Quem frequenta o meu blog, O Senhor Luvas, não ficará espantado ao ler que eu considero o Manuel Alves um dos novos valores da escrita em Português. Não só escreve nos meus géneros de eleição, Ficção Científica e Fantasia, mas também é versátil ao ponto de escrever livros infantis e Romances sempre com a qualidade a que estamos a habituados a ver em editoras a “serio”. Mas existe mais um outro pormenor que torna o Manuel “diferente”, ele faz parte de uma nova geração de escritores que começam cada vez mais a fazer parte da preferência dos leitores.

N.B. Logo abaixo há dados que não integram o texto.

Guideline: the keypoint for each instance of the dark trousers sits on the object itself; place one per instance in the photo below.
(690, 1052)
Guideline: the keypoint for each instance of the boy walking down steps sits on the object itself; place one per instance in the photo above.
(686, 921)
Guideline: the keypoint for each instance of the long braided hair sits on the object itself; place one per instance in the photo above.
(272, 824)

O Manuel é o arquétipo desta nova geração, destes escritores do século vinte e um, dos escritores 2.0.
Entre os velhos
escritores e estes novos escritores 2.0 as diferenças estão nos
pormenores, porque o que os separa é isso mesmo, pormenores, mas que
fazem toda a diferença.
O que os une é claro o
gosto pela escrita. Em ambos os casos temos pessoas que querem ser
reconhecidas e apreciadas e que, de um modo geral, gostariam de viver
da escrita. Em ambos os casos o objectivo é escrever e publicar. No
fundo ambos querem exactamente o mesmo. É no caminho escolhido que
se diferenciam.
Os da “velha guarda”
acreditam que é apenas através do livro impresso que esse
reconhecimento virá, como se apenas depois de verem o seu nome
gravado a tinta na celulose a sua imortalidade estivesse assegura.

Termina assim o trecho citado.